Self Defense Family / Goodtime Boys
Palm Reader Records
11 November 2013
by Alex Andrews
Self Defense Family are a strange one. They’ve changed their name so many times you can never be sure what they’re actually called; they’re wildly prolific yet they’ve only managed three albums in 10 years; and despite the fact that they practically live on social media, their inane chatter and lack of a proper website means that Wikipedia remains the best way of keeping track of their discography.

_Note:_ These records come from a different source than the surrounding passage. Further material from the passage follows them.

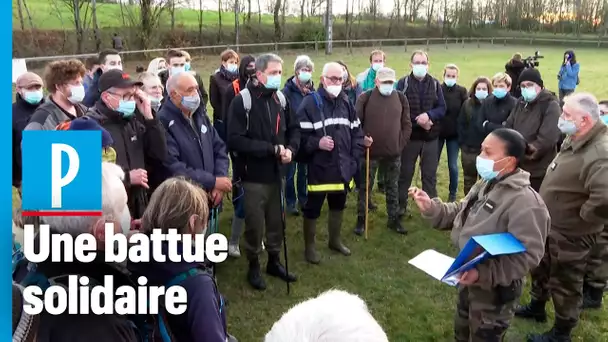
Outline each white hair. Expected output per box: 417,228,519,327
293,55,315,72
146,57,167,75
41,162,127,235
264,290,388,342
321,62,344,76
564,93,600,122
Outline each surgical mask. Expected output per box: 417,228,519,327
150,96,163,111
298,71,312,83
182,94,201,112
521,87,537,102
492,88,507,99
226,63,239,74
325,85,342,97
475,156,502,181
372,63,384,71
378,84,393,96
171,64,188,76
557,118,576,135
23,89,44,104
68,84,84,104
101,147,116,163
475,90,488,100
116,100,136,118
264,75,281,89
443,78,456,88
412,64,427,78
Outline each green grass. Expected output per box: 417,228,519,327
14,46,608,342
13,0,299,30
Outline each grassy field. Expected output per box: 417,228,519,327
11,46,608,342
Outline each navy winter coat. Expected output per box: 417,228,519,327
297,87,363,192
157,100,229,191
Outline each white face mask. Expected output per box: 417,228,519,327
325,85,342,97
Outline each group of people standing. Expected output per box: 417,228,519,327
13,43,608,341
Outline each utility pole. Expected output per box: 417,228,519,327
325,0,333,55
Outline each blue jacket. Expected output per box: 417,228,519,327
297,88,363,192
128,242,227,342
157,101,229,191
283,76,315,113
82,69,103,107
558,63,581,90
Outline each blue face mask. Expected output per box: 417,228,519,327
116,100,136,118
557,118,578,135
443,78,456,88
182,94,201,112
475,90,488,100
23,89,43,104
378,84,393,96
521,87,537,102
492,88,507,99
475,156,502,181
298,71,312,83
264,75,281,89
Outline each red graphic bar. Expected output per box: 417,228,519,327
21,210,103,216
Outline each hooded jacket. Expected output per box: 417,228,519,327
422,169,551,289
505,59,526,99
297,87,363,192
12,94,44,188
227,82,300,184
505,89,562,178
158,100,230,192
87,100,167,219
128,242,228,342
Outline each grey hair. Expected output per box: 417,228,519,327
564,93,600,122
293,55,315,72
321,62,343,76
255,53,283,72
41,162,127,236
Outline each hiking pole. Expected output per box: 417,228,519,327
279,176,290,295
365,147,369,240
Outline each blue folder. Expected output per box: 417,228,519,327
441,233,526,286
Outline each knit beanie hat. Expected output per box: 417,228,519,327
13,282,40,342
517,68,545,88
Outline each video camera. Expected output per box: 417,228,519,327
524,50,545,69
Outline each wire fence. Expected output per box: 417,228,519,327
16,37,608,64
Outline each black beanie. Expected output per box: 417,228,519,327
517,68,545,88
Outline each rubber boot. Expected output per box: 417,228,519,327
327,210,350,256
515,299,547,323
527,319,574,342
304,218,321,265
228,216,245,258
583,286,604,309
354,216,365,236
266,253,297,283
247,258,266,291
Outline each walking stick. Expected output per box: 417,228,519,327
365,147,369,240
279,179,289,295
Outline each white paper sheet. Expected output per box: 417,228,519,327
408,249,454,281
13,58,27,83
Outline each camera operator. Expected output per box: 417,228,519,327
505,52,526,99
557,50,581,105
505,68,561,192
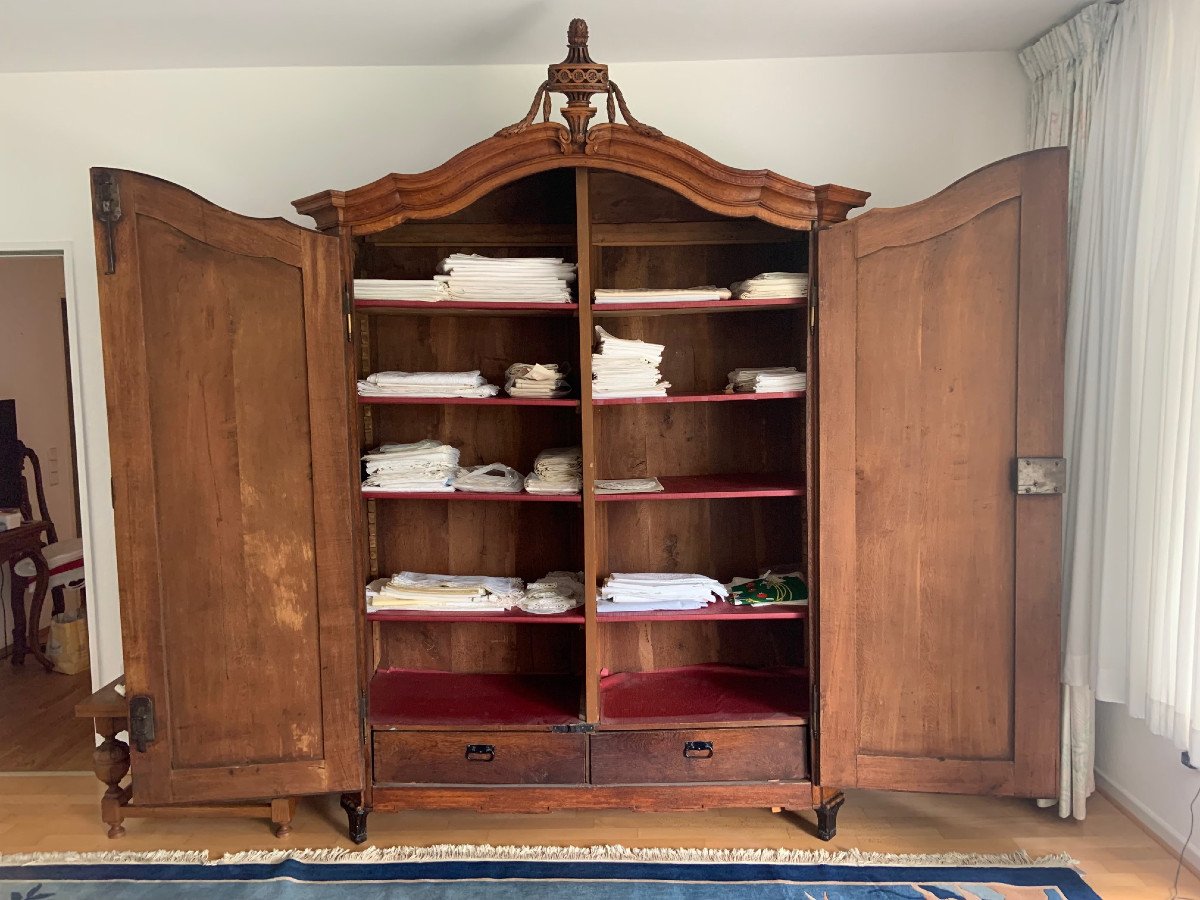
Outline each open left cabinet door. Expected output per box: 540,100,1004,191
815,149,1067,797
92,169,362,803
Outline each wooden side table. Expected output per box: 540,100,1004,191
0,521,54,670
76,677,296,838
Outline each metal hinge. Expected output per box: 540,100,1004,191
91,169,121,275
130,694,154,754
1015,456,1067,493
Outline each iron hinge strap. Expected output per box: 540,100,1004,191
91,169,121,275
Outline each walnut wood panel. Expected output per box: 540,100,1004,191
378,622,583,674
96,172,361,803
371,781,812,814
293,122,870,234
372,731,588,785
818,151,1066,796
599,624,805,672
592,727,809,785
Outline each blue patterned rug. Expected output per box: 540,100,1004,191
0,846,1098,900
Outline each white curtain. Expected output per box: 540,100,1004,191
1020,2,1117,818
1034,0,1200,816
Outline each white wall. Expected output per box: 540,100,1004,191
0,256,79,647
0,53,1026,682
1096,703,1200,866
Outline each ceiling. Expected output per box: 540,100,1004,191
0,0,1086,72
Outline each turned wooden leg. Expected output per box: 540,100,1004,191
8,566,29,666
271,797,296,838
342,793,371,844
812,785,846,841
91,719,130,838
25,551,54,672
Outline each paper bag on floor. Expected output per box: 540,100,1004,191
46,610,89,674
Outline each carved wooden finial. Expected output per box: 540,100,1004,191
497,19,662,152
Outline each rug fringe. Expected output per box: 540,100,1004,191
0,844,1075,866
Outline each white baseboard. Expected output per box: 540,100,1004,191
1096,769,1200,871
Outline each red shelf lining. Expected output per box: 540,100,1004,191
367,610,587,625
368,668,582,727
362,490,581,503
592,296,809,317
596,600,809,623
600,664,809,725
592,391,804,407
354,300,580,316
359,396,580,407
596,474,804,503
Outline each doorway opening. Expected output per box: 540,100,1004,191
0,252,94,772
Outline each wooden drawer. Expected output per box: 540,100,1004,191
372,731,588,785
592,726,809,785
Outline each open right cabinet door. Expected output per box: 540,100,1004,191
812,149,1067,797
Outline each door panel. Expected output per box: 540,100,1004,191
96,172,362,802
816,150,1066,796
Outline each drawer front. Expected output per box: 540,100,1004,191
592,726,809,785
372,731,588,785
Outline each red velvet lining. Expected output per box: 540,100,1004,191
600,664,809,725
371,668,581,726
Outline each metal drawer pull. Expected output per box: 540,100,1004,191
683,740,713,760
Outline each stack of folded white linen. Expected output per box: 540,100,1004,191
354,278,450,304
517,571,583,616
595,284,733,305
436,253,575,304
359,370,500,397
454,462,524,493
595,478,664,493
362,439,458,493
730,272,809,300
366,572,524,612
596,572,730,612
725,366,809,394
504,362,571,398
592,325,671,397
526,446,583,493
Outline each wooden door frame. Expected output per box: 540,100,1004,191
0,240,97,690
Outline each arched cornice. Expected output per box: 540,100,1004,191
293,122,870,234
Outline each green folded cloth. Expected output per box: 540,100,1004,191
728,572,809,606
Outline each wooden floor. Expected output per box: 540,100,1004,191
0,774,1200,900
0,656,92,772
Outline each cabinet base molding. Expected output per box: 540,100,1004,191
352,781,825,844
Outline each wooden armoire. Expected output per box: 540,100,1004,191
92,20,1067,841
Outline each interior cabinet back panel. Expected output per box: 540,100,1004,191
94,170,362,803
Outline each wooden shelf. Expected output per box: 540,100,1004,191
592,391,804,407
600,664,809,726
367,607,587,625
590,298,809,319
596,600,809,622
596,474,804,503
354,300,580,316
368,668,581,728
362,489,578,503
359,395,580,407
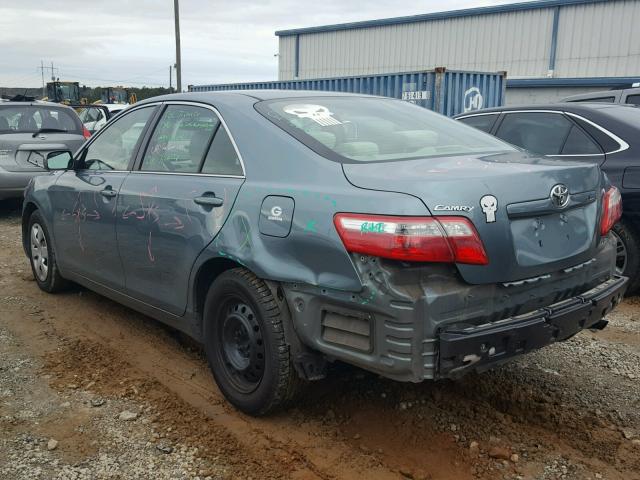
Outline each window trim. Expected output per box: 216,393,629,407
73,102,162,173
130,100,247,179
457,110,629,157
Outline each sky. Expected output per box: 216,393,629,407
0,0,512,90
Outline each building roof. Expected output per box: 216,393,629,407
276,0,615,37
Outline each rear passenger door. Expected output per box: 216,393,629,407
495,111,605,164
116,102,244,315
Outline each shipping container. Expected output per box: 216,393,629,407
189,68,507,116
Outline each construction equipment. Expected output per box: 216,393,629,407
43,80,81,103
100,87,137,104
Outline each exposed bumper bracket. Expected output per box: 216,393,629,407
438,276,628,378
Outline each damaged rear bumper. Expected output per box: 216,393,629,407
438,277,628,378
282,237,627,382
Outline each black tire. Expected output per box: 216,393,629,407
27,210,68,293
204,268,303,416
613,220,640,296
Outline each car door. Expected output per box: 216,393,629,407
117,102,244,315
495,110,605,164
49,106,156,290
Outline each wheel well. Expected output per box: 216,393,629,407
22,202,38,252
194,258,242,319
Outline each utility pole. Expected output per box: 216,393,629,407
40,60,47,98
173,0,182,93
37,60,58,97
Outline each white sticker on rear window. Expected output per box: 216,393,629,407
283,103,342,127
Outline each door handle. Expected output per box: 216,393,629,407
193,194,224,207
100,187,118,198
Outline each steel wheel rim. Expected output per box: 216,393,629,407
612,231,628,275
218,297,265,393
31,223,49,282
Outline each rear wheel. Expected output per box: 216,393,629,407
27,210,67,293
204,268,302,415
611,220,640,295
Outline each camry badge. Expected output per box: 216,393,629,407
550,183,569,208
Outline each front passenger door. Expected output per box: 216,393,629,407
50,106,155,290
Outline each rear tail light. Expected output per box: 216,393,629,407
600,187,622,235
333,213,489,265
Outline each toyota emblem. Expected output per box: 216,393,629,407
551,183,569,208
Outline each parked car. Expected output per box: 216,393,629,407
22,90,627,415
456,103,640,293
71,103,117,135
0,102,89,200
562,84,640,105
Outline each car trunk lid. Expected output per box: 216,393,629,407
343,152,601,284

What’s immediately obvious about the band on record is that Patrick Kindlon can’t sing a note to save his life – but that’s partly what makes his band so endearing. The amusingly-titled ‘Not Considered A Flight Risk’ is a catchy, shambling slow jam that distances itself from their earlier emo racket. Instead, it sounds like a more ragged Built To Spill or Pavement (there’s even a tambourine), while Kinnon, at his mercurial best, muses that “Interests are equal, from tanning to collecting Nazi memorabilia. It’s all the same, a way to spend days, a way to forestall creeping thoughts of the grave.”

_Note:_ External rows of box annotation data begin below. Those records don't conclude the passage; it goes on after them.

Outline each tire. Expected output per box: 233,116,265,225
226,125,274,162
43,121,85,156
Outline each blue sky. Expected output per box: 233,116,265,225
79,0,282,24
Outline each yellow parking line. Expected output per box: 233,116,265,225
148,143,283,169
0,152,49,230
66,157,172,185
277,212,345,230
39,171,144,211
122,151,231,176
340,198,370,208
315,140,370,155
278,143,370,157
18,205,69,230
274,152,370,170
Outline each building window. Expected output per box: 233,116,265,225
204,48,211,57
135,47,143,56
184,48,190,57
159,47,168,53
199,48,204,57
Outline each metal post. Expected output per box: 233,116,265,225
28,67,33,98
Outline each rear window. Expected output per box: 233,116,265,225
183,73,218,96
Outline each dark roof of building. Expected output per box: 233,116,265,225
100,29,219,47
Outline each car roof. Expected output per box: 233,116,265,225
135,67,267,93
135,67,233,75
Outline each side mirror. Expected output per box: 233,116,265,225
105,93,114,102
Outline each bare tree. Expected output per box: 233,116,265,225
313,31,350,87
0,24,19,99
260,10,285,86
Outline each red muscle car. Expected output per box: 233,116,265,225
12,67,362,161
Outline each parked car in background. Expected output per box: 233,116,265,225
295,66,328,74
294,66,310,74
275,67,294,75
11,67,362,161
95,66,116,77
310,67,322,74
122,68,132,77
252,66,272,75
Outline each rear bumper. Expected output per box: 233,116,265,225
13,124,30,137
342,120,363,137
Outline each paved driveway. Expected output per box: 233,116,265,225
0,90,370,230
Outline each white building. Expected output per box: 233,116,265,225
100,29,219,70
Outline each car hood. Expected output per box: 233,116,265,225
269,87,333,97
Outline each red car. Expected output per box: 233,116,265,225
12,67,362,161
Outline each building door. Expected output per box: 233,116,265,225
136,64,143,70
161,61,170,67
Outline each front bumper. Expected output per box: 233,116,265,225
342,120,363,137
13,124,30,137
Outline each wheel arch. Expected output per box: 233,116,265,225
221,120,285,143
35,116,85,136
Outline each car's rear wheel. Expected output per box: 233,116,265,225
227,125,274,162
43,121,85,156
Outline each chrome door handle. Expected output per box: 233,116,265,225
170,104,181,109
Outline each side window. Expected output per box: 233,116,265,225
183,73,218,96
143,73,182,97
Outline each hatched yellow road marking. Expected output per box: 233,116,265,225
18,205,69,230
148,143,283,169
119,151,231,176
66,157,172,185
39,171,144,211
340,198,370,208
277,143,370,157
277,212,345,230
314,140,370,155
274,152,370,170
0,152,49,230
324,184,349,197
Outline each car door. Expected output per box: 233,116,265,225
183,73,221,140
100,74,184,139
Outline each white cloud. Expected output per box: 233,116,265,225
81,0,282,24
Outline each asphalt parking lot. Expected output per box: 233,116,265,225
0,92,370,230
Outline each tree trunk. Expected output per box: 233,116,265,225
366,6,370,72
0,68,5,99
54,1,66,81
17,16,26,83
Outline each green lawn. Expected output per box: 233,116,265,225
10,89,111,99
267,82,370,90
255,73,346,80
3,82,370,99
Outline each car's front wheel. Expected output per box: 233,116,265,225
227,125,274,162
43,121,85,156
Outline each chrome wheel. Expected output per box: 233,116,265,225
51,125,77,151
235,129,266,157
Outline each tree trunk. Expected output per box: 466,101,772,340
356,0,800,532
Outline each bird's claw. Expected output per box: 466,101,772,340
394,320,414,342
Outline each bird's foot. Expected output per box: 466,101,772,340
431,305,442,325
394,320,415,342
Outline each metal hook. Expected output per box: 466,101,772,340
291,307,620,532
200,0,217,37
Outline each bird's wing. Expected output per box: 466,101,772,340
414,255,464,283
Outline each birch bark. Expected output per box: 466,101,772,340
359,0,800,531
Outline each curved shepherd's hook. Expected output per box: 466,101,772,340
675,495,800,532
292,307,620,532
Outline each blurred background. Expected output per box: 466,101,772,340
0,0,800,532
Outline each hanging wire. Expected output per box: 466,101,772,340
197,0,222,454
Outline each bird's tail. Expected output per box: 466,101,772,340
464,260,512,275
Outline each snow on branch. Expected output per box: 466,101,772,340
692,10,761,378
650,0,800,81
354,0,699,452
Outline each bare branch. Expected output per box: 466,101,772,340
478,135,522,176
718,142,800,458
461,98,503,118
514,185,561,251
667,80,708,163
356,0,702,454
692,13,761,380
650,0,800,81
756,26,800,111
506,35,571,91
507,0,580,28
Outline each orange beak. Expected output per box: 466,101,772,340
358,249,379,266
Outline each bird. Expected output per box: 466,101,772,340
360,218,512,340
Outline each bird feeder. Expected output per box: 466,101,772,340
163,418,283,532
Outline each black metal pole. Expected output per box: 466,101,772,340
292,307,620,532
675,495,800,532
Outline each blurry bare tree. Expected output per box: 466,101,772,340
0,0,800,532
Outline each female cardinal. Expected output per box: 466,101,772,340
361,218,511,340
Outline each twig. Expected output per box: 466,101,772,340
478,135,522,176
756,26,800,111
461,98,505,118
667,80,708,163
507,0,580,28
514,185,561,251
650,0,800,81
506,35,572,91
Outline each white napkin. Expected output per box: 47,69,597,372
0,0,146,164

On the flipside, the sole offering from Goodtime Boys adds more fuel to the fire already burning behind the belief that the Welsh band may be the best in modern-day hardcore (a bold statement, no doubt, but I’m a bold kind of guy). Although they may have not yet released anything that coukd be considered genuinely game-changing, they’ve inched closer with every record and ‘Dreams of Life’ continues this trend.
Make no mistake, the band play with an upmost urgency, but the instrumental flourishes and clean production make for an easy, almost soothing listen that somehow compliments the harshness of Alex Pennie’s vocal delivery; the ebb and flow is so fluid, at times it actually sounds symphonic.
It’s a shame that neither Goodtime Boys nor Self Defense Family manage to stick around for much longer than three minutes, making the record a fleeting one at best. But with both bands gearing-up to release full-lengths in the New Year, Palm Reader Records have succeeded in giving us a tantalising teaser for two records that are both up there with next year’s most eagerly anticipated.
Sounds Like: Two sides of the punk rock spectrum shouting at each other.
Standout Tracks: There’s two of them.